Mexico moved ahead of Venezuela in 2025 as Cuba’s main oil supplier, according to a Tuesday article from the Financial Times newspaper, citing new industry data. But President Claudia Sheinbaum was quick to insist that Mexico is not shipping significantly more oil to Cuba than in previous years.
Mexico was estimated to have sent a daily average of 12,284 barrels of oil to Cuba in 2025, contributing 44% of the Caribbean island’s crude imports, while Venezuela exported an estimated 9,528 barrels per day (bpd) of oil to Cuba, accounting for 34% of its imported crude.
“… #Venezuela, long the biggest supplier to #Cuba, exported 9,528 bpd or 34%. Its exports to Cuba last year, similar to their 2024 level, were 63% lower than in 2023… Mexican #oil #exports to the US… almost halved from June 2023 to October 2025…”🤔 https://t.co/gRuHC47ihZ pic.twitter.com/ACaTh7O8QZ
— Mark Warner (@MAAWLAW) January 6, 2026
That 10 percentage-point difference supports the Financial Times conclusion that Mexico is now the No. 1 exporter of oil to Cuba, with Russia a distant third.
But as Sheinbaum hinted, the 56% rise in Mexican shipments to Cuba in 2025 compared to 2024 would not have been nearly enough to overtake the South American nation if Venezuela’s exports to Cuba had not fallen by 63% since 2023.
During the last two years of the López Obrador administration, Mexico’s state-owned oil firm Petróleos Mexicanos (Pemex) subsidized the shipment of at least 10 million barrels of oil to Cuba, according to a December report from the non-profit Mexicans Against Corruption and Impunity.
Between July 2023 and September 2024, Pemex shipped crude oil and refined products to Cuba worth approximately 15.6 billion pesos (US $869 million) through its Gasolinas Bienestar SA de CV subsidiary, the company stated in reports submitted to investors on the Mexican Stock Exchange.
In her daily press conference on Wednesday, President Sheinbaum said, “We are not sending more oil than we have historically,” and added, “Of course, with the current situation in Venezuela, Mexico has obviously become an important supplier.
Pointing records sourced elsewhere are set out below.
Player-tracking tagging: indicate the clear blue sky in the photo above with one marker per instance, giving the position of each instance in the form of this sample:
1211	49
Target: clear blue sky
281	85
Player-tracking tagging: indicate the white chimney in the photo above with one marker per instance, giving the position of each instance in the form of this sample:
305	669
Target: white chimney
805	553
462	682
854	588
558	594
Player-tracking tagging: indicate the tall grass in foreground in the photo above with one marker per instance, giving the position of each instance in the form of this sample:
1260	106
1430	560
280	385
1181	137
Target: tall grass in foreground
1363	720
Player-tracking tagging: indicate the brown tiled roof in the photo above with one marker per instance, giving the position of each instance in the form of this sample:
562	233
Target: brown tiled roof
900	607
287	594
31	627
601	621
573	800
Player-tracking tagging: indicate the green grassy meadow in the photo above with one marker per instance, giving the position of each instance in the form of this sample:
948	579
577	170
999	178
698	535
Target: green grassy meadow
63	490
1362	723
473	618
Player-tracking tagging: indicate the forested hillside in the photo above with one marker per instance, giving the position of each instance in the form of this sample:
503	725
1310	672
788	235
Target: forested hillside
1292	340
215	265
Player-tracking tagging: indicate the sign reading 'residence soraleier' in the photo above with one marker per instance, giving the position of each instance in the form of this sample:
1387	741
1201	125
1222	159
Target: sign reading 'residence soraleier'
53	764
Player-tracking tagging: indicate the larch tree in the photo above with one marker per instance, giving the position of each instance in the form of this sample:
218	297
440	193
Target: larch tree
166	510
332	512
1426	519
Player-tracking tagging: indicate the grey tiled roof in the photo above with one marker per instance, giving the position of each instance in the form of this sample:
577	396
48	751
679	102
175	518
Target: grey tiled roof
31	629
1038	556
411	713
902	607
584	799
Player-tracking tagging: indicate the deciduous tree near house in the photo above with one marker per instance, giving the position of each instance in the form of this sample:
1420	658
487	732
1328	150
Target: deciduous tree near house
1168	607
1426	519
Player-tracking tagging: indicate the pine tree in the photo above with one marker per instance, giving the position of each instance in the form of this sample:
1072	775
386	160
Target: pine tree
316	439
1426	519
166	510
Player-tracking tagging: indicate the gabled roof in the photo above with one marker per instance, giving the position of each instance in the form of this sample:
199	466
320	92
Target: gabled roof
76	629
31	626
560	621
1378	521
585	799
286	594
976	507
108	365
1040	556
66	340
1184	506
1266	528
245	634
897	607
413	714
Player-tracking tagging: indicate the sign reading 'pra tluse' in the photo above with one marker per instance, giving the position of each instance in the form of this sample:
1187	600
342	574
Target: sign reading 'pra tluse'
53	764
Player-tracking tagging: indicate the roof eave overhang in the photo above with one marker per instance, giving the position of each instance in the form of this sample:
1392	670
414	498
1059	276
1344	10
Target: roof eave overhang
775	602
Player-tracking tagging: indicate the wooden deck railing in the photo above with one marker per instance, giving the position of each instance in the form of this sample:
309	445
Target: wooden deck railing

Before, it was Venezuela.”
When asked if Mexico would supply a larger quantity of crude oil to Cuba now, given the U.S. embargo on Venezuela, Sheinbaum would only say that part of what is sent “is by contract, and also the aid that has been provided historically.”
The Trump administration, however, has made it clear that any oil shipments to Cuba defy his demand that Mexico and other Latin American nations play a “constructive regional role aligned with U.S. foreign policy goals.” They become, then, another pretext for the U.S. president’s escalating threats against Mexico.